Mr. Jasper also notes some of the research by David Tyack and Elizabeth Hansot, in their book, “Managers of Public Virtue: Public School Leadership in America, 1820-1980”:
One sign of the effectiveness of the many forms of education in the United States was that Americans were among the most literate people in the world. In the 1840 census, about 90 percent of white adults were listed as literate. A recent study of a sample of the 1860 census shows that 94 percent of free males were literate, and among these the older men were only slightly less literate than the younger ones, indicating that instruction had been widespread even early in the nineteenth century.
Jasper adds:
…John Adams remarked in 1765, regarding our educational attainment: ‘[A] native of America who cannot read or write is as rare an appearance ... as a comet or an earthquake.’

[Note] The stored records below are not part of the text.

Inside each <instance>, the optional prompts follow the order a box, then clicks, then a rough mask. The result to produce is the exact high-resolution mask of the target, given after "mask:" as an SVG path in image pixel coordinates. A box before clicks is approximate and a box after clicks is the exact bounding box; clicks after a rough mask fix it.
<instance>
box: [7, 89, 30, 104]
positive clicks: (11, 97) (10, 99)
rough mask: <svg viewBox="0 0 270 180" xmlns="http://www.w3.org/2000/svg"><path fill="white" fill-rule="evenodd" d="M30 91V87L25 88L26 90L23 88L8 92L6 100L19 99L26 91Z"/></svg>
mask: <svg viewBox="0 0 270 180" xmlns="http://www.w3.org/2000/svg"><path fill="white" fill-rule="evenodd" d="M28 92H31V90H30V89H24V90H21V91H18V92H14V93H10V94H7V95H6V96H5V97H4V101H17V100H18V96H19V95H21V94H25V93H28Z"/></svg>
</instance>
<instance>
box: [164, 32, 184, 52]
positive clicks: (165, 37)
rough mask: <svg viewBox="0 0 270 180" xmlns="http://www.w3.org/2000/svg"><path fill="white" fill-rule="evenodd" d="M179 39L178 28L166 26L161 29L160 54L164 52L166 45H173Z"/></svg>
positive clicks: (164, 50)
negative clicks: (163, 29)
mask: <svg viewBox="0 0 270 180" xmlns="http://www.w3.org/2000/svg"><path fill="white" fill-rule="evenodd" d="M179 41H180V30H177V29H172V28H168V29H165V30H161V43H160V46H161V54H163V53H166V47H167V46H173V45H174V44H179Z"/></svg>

It’s clear. What we see happening in Chicago is not new, not unprecedented, and not surprising. The vast majority of parents care about their kids. As a result, there is an economic demand for education, and supply is rushing in to fill that demand.
Just like competition works in the rest of the market, when free of government interference and compulsion, people can exercise their preferences, prices can be attached to those preferences, and resources can be sent to fulfill their demands. The longer this is allowed to happen, the more participants – both suppliers and consumers – get to test products and services, and the more suppliers reduce their prices to give the consumers more for less.
The removal of the government blanket that smothers market competition in education allows for a flourishing of that market, and a flourishing of minds. It’s a lifeline that runs back centuries to people whom we can respect and admire.
It’s great to see word get round about this, and to realize we can take hold of that lifeline. The work of people like Adams, Sam Blumenfeld (who was a friend of mine, and a true genius) and other memorable Americans is all part of its tight, noble weave.
And it’s a lifeline that the kids in Chicago could use.